Key Points
Hashdex, an investment management firm, has withdrawn its application for a spot Ether exchange-traded fund (ETF), according to documents filed with the United States Securities and Exchange Commission (SEC).
Hashdex had proposed a rule change that would allow the introduction of its Hashdex Nasdaq Ethereum ETF.
The proposal was withdrawn on May 24, just one day after the financial watchdog approved eight similar financial products.
No details were provided regarding the reason for the withdrawal or whether Hashdex intends to resubmit its proposal in the future.
Spot Ether ETFs – The New Trend
On May 23, the SEC approved the 19b-4 filings from VanEck, BlackRock, Fidelity, Grayscale, Franklin Templeton, ARK 21Shares, Invesco Galaxy, and Bitwise.
This approval paved the way for spot Ether ETFs to be listed and traded on their respective exchanges, with the funds expected to launch in June.
Unlike other applicants, Hashdex’s application for a spot Ether ETF combined spot Ether holdings with Ether futures contracts on the same product.
This approach was intended to mitigate potential manipulation.
Other applicants, such as Fidelity, ARK 21Shares, and Franklin Templeton, have focused on purely spot-based Ether ETFs.
These applicants made late amendments to their filings, such as removing support for Ethereum (ETH) staking in response to SEC feedback.
Furthermore, Hashdex’s ETF aimed to mirror daily fluctuations in the Nasdaq Ether Reference Price to address regulatory concerns about market manipulation.
According to its initial filing from September 2023, the fund would hold a mix of Spot Ether, Ether Futures Contracts, and cash, instead of holding 100% spot Ether, which could make it more susceptible to price manipulation in the spot market.
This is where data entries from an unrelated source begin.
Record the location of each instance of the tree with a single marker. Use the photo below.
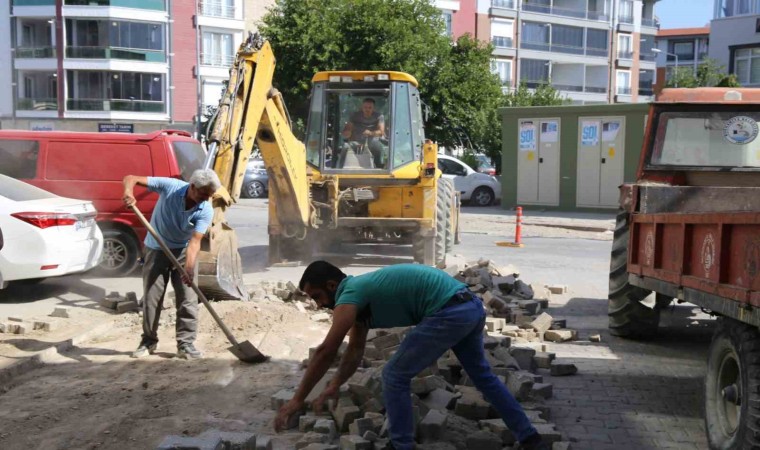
(709, 73)
(404, 35)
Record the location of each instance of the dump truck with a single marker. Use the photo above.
(383, 186)
(688, 230)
Hashdex is among the issuers of spot Bitcoin (BTC) ETFs that were approved in January.
Similarly, the company’s BTC fund employed a different strategy from other asset managers.
For instance, Hashdex’s Bitcoin ETF did not rely on the Coinbase surveillance sharing agreement, choosing instead to source spot BTC from physical exchanges within the CME market.